• A day of driving U.S. 80 in California will show you sandy deserts, agricultural valleys, boulder-covered canyons, pine and oak scrub forests, chaparral, delightful small towns and a world-renowned urban coastal city.
  • The trip in California begins after crossing the historic 1915 Ocean-to-Ocean Highway truss bridge in Yuma, Arizona. The first towns on the California side are Winterhaven, Holtville, El Centro, and Ocotillo.
  • You will pass through In-Ko-Pah Gorge, Myer Creek, pass the sites of the former Mountain Springs trail stop, Desert View Tower, then cross over to the east side of the freeway and travel southwest to one of our closest neighbors, Jacumba. In the old days Jacumba was a major highway stop with the rich and famous frequently visiting the town to enjoy the hot springs and eat at the Barbara Worth Café.
  • After crossing over the old San Diego and Arizona Railway tracks and traveling a few miles you will come to Bankhead Springs and then you will turn west into the town of Boulevard. A short, narrow loop of original concrete road will take you past the old Mistletoe Lodge and will show you what the road was like when it was originally built in 1915. As you pass through Boulevard you will also pass a Mexican restaurant on your left that was once the post office. Also on the left is the beginning of California Highway 94 to Campo
  • Next you will pass Live Oak Springs, La Posta Ranch, La Posta, Boulder Oaks Campground, the ghost town of Buckman Springs and then, at Laguna Junction, you cross the freeway and head west to Pine Valley, complete with a lovely little park in the center of town. Heading west you’ll cross a 1928 bridge out of town.
  • The town of Guatay is next, followed by the road to Julian, and the road to Descanso at Descanso Junction. Just before reaching Wildwood Glen Lane you will again be able to see an old section of the original concrete road. Continue  east and you’ll cross the old Terrinitos bridge.

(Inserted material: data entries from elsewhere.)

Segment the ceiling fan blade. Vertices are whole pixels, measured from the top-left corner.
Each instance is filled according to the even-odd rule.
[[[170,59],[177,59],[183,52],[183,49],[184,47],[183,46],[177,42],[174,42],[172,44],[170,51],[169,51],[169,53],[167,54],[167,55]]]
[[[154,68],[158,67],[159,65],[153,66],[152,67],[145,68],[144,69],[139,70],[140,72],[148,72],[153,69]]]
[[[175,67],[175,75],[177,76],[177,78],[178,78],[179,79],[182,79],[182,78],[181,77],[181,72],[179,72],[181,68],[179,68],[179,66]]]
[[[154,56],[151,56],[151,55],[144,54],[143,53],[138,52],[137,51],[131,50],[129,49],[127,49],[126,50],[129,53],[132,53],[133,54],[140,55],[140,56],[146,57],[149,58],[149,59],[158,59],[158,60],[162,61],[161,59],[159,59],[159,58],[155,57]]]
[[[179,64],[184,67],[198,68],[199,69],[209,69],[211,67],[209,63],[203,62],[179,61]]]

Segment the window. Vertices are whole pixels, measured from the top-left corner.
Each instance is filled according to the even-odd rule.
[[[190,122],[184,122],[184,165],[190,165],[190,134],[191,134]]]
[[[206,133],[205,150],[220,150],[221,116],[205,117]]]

  • At this point you’ll have to reenter the I-8 for the last time. Head west and take the East  Willows Road exit. You’re now traveling through the Viejas Indian Reservation and the little residential community of  The Willows before  entering Alpine.
  • In town the road splits. The main later route of U.S. 80 heads west on Alpine Blvd. The old auto trail route, used by 80 in the 1920s went along Arnold Way.
  • U.S. 80 goes back to the north side of the freeway, then to the south again.  From this point, the early road wound around quite a bit, but the later road follows its current path west to Lake  Jennings Park Road.
  • On the other side of the freeway, U.S.80 follows I-8 business loop into El Cajon and straight onto Main Street in El Cajon. As you approach I-8 you can  either enter the freeway west to La Mesa, or take a winding path that will let you enter La Mesa straight onto old 80. Most of the road was buried by the freeway in this section.
  • Beyond La Mesa, 80 passes through areas once called La Mesa Townsite and East San Diego. At Euclid, the road went south to University until 1926. From here it  traveled all the way into Hillcrest and down 4th into downtown. The old auto trails had their end at Horton Plaza park in front of the U.S. Grant Hotel. You can still visit the Pacific Milestone, and its tribute to the Lee Highway, the Old Spanish Trail, and Ed Fletcher in the park. There’s also a plaque marking the end of the Jefferson Davis Highway,  and a bell marking the path of California’s El Camino Real. The little park is really a must see for old road  enthusiasts.